Fight against drink abuse must be extended to drugs
The Times Editorial: Those who doubt that South Africa is in the grip of an alcoholism and drug-dependency crisis would have been quickly disabused if they had sat in on yesterday's presentation to parliament's social development committee.
Dr Ray Eberlein, acting chairman of the Central Drug Authority, told MPs that the average South African drinks a small bakkie- load of booze each year, or 20.1litres of pure alcohol.
He said the depredations of alcoholism had worsened since March, when a survey by the authority - a statutory body that advises the government on combating substance abuse - put the cost of the damage caused by alcohol at R78-billion a year.
The cost to the state of road accidents, hospitalisation and other damages linked to alcohol abuse is now estimated at R130-billion a year - 6.45% of our GDP.
The potential cost to family life is even more frightening - a staggering 37% of South Africans are drunk for the entire weekend.
It is against this backdrop that government attempts to crack down on people who sell liquor to children, to reduce alcohol trading hours, to charge with murder drunken drivers who kill people and to severely restrict, or even ban, alcohol advertising, should be viewed.
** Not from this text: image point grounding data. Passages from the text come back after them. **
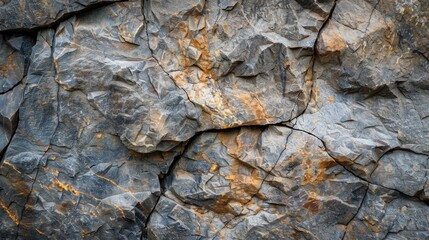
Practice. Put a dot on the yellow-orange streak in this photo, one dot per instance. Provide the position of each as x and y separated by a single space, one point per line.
116 185
68 187
40 232
9 212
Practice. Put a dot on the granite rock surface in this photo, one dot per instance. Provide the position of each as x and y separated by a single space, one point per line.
214 119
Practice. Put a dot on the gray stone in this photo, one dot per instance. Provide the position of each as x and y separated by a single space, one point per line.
249 183
204 119
385 214
30 14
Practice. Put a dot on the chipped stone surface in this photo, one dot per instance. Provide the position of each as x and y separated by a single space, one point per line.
214 119
275 183
30 14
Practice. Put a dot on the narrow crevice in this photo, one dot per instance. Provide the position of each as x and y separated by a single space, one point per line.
146 22
310 70
163 178
50 140
370 16
357 212
351 171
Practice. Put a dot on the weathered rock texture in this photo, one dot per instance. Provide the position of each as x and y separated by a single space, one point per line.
214 119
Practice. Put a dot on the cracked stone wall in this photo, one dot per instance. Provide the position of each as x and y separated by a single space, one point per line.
214 119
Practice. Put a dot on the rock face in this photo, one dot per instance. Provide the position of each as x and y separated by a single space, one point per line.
204 119
31 14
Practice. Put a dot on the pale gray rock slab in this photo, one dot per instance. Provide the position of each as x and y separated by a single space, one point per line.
229 182
386 214
241 62
404 171
106 57
369 88
67 174
31 14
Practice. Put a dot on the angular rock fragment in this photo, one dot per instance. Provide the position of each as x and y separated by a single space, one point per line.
241 62
66 173
386 214
30 14
139 120
404 171
370 86
15 52
252 183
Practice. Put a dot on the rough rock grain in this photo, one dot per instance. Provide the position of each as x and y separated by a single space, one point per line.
214 119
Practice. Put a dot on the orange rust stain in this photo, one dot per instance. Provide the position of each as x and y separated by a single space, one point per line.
12 166
65 206
331 42
312 204
254 105
40 232
9 212
120 210
64 187
9 65
116 185
68 187
314 168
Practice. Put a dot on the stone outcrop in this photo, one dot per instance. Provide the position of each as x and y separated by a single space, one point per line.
203 119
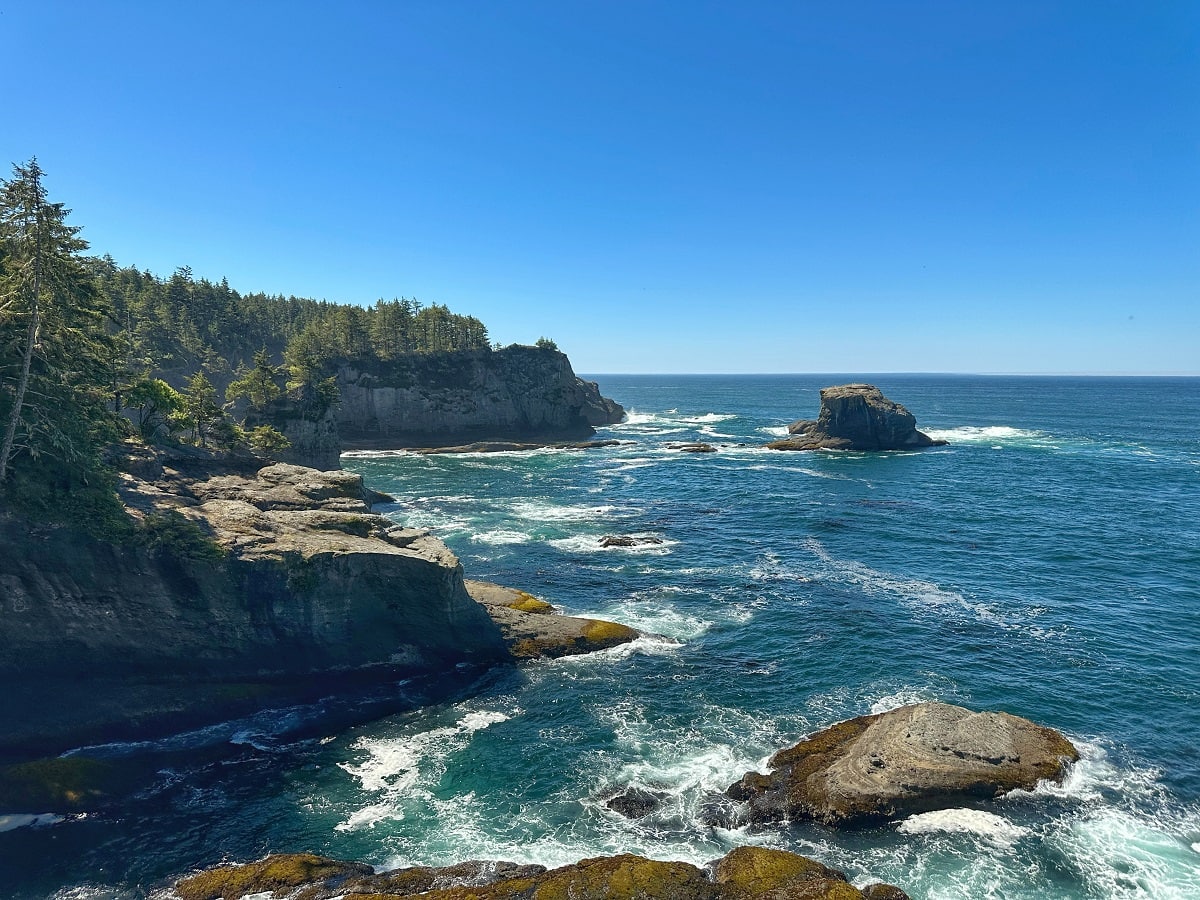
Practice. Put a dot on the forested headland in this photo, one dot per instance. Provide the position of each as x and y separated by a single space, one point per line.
94 353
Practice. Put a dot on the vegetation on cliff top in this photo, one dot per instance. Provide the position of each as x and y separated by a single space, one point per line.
93 353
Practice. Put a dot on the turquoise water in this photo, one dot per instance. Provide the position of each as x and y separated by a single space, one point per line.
1047 563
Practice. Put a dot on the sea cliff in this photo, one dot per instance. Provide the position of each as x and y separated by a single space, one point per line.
244 586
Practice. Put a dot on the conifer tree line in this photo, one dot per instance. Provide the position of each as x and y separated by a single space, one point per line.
93 353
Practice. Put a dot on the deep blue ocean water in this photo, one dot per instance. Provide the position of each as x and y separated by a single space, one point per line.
1045 563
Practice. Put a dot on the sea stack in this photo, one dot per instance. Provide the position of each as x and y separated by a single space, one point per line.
856 417
916 759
South Africans are literally drinking themselves to death - at great cost to the economy and their families - and drastic measures are called for.
Eberlein also sounded an alert about the sudden appearance of new narcotics - often targeted at school children - including the nicotine-rich "kuber", which is labelled as breath freshener and sold in local shops, and the ephedrine-based "khat".
Growing numbers of pupils are using lip-ice, or ointment mixed with cocaine or cannabis, to attain an all-day high at school.
The state needs to match its commitment to fighting alcohol abuse with a concerted drive to protect our children from drug pushers.